G計画の目的は「汎用人型破壊兵器開発」となっていたが、実の所、パトロン問題など謎は多く、内部でも疑問を持つ者は少なくなかった。
そんな問題を抱えていたからか、「ジェネシス」は1号機からことごとく失敗する。廃棄処分の決定を下さなかったのは、ブラックボックス解析を恐れたのだろう。

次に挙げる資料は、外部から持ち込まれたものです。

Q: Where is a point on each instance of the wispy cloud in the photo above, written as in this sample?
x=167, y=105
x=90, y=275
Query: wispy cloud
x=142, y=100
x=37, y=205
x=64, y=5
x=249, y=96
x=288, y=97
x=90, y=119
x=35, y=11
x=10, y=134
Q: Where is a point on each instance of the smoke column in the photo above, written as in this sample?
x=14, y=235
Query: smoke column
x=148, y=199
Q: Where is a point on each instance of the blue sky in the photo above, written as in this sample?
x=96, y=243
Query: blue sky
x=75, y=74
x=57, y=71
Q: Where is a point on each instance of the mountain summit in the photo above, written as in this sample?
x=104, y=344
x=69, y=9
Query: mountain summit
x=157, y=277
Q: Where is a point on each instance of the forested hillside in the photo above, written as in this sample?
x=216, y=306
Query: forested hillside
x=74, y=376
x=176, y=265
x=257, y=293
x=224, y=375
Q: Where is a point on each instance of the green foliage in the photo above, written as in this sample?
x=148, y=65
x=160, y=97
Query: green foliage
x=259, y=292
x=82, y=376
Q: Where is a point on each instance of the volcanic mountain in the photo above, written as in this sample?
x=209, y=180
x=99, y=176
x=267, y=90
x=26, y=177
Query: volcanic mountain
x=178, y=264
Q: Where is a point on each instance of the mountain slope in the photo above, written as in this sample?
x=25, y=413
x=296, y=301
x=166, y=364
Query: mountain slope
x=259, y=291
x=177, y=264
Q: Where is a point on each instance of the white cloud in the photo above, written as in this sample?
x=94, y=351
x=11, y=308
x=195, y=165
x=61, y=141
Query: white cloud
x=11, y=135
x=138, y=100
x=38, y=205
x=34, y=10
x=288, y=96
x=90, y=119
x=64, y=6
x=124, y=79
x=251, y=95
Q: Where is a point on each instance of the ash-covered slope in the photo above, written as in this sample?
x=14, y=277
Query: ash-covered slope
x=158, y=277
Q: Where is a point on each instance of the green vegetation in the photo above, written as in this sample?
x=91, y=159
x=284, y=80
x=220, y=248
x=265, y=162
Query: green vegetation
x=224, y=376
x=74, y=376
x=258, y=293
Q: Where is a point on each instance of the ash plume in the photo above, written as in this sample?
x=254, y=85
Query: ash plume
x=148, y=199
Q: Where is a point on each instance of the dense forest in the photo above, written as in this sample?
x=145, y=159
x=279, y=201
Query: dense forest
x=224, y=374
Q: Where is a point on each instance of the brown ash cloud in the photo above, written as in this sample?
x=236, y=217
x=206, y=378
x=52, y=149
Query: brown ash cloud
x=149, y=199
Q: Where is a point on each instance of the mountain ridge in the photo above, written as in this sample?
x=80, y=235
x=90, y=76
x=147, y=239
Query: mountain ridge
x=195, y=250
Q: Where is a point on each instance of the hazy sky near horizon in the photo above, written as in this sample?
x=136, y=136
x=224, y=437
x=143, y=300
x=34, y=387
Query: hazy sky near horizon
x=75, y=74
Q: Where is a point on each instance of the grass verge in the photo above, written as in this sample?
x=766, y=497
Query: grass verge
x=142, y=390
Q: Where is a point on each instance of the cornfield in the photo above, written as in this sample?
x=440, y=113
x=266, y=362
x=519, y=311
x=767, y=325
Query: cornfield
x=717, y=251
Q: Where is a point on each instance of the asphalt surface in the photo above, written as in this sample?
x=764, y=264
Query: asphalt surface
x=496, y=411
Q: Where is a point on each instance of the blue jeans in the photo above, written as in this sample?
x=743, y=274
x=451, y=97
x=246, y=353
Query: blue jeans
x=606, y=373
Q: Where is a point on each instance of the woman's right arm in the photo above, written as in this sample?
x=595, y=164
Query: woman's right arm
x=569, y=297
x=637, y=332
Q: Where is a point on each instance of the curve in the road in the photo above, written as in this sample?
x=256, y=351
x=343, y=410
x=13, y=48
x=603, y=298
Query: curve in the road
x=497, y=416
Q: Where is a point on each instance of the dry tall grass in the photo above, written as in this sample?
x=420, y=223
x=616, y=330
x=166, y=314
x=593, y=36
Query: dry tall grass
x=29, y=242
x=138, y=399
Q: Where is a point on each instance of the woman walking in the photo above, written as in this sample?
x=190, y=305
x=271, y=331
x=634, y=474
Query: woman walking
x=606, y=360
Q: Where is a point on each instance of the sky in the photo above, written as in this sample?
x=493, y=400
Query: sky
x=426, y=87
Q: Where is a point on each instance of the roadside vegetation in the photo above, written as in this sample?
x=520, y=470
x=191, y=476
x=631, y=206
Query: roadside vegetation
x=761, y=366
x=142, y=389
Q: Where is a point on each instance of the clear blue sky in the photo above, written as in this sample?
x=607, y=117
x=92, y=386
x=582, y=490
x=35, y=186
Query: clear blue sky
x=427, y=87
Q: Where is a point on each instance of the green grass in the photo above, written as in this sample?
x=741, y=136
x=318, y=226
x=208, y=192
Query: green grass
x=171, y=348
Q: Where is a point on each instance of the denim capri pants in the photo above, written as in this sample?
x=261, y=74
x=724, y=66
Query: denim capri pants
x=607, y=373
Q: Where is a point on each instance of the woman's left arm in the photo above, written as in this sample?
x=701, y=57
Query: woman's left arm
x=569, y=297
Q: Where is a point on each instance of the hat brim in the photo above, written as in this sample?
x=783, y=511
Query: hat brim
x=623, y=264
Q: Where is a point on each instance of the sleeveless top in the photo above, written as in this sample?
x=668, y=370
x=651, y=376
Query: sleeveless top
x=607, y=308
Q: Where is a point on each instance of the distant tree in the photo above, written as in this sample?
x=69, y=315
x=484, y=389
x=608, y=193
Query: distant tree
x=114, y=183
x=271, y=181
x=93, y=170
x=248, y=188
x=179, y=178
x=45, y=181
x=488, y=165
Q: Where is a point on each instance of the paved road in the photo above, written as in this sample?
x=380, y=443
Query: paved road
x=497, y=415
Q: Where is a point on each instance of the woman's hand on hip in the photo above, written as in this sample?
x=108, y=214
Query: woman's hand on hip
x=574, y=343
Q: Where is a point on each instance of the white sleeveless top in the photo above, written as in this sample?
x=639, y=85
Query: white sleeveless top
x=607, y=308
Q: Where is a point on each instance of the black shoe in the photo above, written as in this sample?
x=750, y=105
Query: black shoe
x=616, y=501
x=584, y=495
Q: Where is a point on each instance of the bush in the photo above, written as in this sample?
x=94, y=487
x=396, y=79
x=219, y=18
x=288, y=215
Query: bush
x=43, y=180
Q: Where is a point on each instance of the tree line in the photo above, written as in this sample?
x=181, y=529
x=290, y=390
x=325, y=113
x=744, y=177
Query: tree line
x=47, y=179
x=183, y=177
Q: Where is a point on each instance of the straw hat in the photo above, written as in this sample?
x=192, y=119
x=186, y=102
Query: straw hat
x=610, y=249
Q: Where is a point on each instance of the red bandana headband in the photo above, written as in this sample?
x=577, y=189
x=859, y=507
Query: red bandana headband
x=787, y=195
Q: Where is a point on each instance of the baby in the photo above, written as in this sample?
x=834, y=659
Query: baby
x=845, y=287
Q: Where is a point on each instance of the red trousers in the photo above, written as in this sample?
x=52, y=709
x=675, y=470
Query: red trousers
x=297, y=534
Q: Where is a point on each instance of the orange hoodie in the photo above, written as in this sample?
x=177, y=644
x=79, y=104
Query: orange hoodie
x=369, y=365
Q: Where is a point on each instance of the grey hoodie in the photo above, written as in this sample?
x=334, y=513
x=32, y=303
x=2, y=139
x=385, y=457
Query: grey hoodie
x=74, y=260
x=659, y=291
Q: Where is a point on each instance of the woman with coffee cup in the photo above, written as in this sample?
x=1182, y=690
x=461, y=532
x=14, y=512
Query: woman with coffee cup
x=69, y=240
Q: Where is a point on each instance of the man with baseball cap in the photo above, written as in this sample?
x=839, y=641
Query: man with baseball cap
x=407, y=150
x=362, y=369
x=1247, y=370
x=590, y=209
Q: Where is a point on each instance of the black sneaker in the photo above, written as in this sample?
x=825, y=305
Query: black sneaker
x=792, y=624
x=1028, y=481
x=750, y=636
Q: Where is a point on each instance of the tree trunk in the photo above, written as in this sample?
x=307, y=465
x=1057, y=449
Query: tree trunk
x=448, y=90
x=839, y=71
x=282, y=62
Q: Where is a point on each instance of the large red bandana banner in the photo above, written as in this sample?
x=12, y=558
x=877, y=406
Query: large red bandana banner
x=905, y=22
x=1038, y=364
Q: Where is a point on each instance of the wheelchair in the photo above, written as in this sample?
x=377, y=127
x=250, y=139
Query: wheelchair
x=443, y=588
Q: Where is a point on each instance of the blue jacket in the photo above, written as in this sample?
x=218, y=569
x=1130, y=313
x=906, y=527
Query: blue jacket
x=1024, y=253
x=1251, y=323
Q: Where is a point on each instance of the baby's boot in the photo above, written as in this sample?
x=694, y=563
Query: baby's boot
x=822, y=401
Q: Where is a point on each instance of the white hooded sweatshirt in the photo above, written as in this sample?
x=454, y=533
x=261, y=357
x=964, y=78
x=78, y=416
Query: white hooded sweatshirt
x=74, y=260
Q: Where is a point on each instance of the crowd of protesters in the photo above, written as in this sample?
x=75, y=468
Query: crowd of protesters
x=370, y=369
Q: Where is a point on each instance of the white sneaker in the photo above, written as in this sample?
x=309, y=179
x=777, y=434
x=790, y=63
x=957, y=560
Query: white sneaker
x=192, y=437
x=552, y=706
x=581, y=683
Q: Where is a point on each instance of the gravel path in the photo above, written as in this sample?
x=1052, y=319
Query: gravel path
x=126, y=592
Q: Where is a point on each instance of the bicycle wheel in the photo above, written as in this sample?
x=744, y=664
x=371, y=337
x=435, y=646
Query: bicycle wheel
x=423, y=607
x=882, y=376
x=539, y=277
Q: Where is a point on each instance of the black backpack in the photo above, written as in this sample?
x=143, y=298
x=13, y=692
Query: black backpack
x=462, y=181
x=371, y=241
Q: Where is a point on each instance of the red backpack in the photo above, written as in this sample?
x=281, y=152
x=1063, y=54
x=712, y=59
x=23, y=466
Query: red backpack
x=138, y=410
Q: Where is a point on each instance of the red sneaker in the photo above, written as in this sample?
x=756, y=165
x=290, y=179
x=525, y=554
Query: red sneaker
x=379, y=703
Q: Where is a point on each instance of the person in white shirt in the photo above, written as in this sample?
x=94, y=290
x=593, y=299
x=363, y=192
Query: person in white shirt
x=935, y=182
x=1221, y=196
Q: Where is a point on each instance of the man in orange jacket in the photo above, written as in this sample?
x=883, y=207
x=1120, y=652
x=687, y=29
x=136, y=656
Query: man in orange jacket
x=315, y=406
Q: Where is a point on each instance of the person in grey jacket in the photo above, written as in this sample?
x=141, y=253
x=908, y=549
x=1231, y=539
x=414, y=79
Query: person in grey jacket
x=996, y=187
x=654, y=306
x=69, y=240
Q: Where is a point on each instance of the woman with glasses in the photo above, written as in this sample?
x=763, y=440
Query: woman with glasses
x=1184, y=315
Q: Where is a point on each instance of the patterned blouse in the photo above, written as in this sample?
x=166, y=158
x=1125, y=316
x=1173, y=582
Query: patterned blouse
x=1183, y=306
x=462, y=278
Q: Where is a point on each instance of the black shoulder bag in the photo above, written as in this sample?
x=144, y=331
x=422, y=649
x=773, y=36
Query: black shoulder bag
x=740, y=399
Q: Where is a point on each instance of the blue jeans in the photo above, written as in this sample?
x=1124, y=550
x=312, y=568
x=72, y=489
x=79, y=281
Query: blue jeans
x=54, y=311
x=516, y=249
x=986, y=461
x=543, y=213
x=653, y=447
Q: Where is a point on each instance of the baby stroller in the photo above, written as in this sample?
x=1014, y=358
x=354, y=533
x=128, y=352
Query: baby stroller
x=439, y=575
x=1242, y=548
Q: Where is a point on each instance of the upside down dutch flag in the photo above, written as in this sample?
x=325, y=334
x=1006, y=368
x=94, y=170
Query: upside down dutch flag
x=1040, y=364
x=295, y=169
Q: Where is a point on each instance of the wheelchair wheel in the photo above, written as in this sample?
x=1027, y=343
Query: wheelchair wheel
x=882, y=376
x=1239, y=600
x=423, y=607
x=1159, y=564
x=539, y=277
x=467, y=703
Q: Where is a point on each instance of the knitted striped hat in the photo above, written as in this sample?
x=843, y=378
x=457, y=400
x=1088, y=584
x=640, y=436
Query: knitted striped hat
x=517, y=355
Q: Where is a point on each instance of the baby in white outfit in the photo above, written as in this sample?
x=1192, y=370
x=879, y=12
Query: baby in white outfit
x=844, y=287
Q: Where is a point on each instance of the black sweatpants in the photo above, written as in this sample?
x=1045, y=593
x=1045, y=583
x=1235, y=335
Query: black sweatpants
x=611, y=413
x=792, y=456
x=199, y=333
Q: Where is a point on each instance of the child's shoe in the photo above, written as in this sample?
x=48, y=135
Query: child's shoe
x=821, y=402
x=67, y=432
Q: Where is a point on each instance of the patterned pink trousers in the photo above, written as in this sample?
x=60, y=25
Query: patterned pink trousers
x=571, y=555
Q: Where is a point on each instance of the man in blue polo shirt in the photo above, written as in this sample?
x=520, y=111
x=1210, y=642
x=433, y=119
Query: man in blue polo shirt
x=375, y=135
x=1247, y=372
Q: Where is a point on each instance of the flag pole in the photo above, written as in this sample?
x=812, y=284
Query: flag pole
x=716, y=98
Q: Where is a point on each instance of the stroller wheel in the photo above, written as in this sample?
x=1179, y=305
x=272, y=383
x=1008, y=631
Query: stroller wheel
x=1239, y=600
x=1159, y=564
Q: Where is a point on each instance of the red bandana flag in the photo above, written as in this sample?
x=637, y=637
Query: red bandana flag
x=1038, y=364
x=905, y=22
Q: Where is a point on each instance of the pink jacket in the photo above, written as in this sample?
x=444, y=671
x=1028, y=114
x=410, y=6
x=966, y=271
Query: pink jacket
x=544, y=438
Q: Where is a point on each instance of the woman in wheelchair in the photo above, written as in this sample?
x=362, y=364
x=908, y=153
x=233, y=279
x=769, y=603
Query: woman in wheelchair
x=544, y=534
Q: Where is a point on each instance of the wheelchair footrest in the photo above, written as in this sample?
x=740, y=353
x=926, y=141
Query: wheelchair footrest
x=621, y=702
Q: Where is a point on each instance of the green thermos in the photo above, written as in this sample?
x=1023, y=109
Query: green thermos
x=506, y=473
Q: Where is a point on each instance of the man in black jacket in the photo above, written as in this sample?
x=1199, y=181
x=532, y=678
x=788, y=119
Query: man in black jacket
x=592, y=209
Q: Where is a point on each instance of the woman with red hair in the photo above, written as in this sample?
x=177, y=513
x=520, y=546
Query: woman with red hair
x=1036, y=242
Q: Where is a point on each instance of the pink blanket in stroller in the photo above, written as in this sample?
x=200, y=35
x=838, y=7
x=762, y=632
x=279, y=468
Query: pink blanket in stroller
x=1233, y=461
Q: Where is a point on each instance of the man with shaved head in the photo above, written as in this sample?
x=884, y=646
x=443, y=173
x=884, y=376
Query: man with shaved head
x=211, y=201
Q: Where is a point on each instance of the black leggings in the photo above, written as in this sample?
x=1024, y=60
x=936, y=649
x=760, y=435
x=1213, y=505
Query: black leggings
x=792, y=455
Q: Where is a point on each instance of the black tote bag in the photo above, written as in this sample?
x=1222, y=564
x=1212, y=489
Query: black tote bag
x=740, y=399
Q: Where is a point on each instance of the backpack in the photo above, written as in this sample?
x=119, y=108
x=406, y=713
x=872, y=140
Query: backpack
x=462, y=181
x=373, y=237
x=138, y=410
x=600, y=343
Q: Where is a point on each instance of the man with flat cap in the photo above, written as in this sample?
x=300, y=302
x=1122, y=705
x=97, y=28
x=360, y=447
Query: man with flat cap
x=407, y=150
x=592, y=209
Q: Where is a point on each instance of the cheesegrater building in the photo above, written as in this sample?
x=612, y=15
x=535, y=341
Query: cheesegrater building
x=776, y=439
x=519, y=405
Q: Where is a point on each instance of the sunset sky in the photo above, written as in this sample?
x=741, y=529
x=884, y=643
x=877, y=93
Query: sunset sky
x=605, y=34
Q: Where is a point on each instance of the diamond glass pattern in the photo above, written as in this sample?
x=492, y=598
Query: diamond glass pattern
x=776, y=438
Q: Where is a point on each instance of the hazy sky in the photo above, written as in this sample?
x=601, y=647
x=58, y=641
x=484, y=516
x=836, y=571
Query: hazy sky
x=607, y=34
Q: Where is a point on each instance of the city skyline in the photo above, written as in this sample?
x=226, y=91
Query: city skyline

ただ1体、1号機だけは保存の問題からか廃棄処分の決定が下され、危険宙域に棄てられたという。
時は流れ、テスト機体「ジェネシス」の32号機がロールアウトする。前の31体の失敗例に全て対応されており、完全体とも言えるほどだった。
だが、テスト中に「ジェネシス」32号機は暴走。保存されていた30体の「ジェネシス」を破壊、研究員が残る施設を木っ端微塵に吹き飛ばした。
暴走した「ジェネシス」32号機を止めたのは、開発者であるリリス博士本人だった。方法は不明だが、彼女は32号機をカプセルに封印することに成功した。
この事故の後、G計画は凍結。発案者であるリリス博士も姿を消した。
唯一つ、「Terra,Eternal Law,Omniscience Sage(大地と永遠の法、無限の知識をも持つ賢者)」という走り書きを残して。
そう。
それが僕の記憶。
僕が持つ、GEL-GEL――僕になる前の記憶。
ジェネシス・ナンバー32。
それが僕のかつての名前。僕になる前の名前。
――ヤルダバオト。
貴方がヤルダバオトとなる前の名を、僕は知っている。
ジェネシス・ナンバー1。それが貴方のかつての名前。